Chaunie Brusie at Babble asked the mum to 3-year-old Lincoln and 2-year-old Delta about the most mortifying things her daughters had done in public, and Kristen had a surprising response.

The Bad Moms star reveals she doesn’t allow herself to get embarrassed by the tricky things her kids do. Their challenging antics are not a reflection of her parenting skills, she says.

“If my child is acting a fool in the grocery store, the embarrassment is on her,” Kristen told Chaunie.

Judge not

Kristen’s not implying that parents aren’t ultimately accountable for or influential in their children’s behaviour, but she’s not going to let this kind of acting out trigger insecurities about her own parenting skills.

“She’s going to act the way a child acts and I’m not going to let that reflect on me or bring me down,” Kristen explains.

“That shouldn’t make me feel ashamed or embarrassed in any way. Only you can make you feel a certain way.”

Aware that feeling constantly judged is weighing heavily on some mums and dads, she reminds us that feeling ashamed in these exhausting moments is a total waste of time.

 

 

Response rethink

The mum-of-two suggests carers, mums and dads reframe the way they respond when their kids are behaving like little hooligans or throwing a tantrum in public.

“How I feel about situations is up to me,” she told Babble.

Kristen urged parents to take an active role in rejecting those crippling, embarrassed, ‘bad mum/dad’ feels when our kids are going totally nuts and it seems all eyes are upon us.

“Feelings exist, they are important.
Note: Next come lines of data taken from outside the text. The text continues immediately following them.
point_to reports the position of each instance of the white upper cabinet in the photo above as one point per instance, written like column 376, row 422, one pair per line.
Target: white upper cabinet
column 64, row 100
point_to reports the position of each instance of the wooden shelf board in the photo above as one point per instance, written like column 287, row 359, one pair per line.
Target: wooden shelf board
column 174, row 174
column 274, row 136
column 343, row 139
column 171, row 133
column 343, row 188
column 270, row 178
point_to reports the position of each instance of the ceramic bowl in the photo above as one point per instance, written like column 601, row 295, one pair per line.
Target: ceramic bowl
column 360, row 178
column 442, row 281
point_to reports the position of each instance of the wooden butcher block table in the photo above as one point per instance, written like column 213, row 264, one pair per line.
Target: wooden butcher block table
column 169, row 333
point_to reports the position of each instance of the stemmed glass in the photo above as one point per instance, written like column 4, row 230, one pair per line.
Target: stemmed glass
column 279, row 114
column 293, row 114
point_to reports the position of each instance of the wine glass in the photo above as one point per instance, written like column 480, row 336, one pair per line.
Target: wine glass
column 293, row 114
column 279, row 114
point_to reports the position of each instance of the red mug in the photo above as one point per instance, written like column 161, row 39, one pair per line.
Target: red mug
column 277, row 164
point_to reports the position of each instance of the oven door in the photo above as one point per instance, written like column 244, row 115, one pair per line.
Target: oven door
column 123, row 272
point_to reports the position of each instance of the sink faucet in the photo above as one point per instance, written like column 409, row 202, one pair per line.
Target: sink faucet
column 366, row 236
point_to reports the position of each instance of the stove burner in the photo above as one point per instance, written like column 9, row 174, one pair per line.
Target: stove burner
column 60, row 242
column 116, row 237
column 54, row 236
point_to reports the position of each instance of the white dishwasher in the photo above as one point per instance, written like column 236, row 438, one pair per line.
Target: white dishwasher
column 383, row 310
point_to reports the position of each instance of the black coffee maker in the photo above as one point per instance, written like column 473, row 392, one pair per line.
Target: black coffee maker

They deserve to be felt and processed and then you make your choice after you’ve processed the feeling. Once the negative feeling starts to own you, it’s on you to put it in the trash and let it go. You are the only person that has the power to change your feelings.”

Feel differently

Kristen reminds us of the great Eleanor Roosevelt quote – “no one can make you feel inferior without your consent” – and hopes that parents will stop buying into the perceived judgement of tantrum bystanders.

It’s time for mums and dads to draw a line between their screaming toddler’s behaviour and the value of their parenting efforts.

On almost every single occasion, the two are totally unrelated.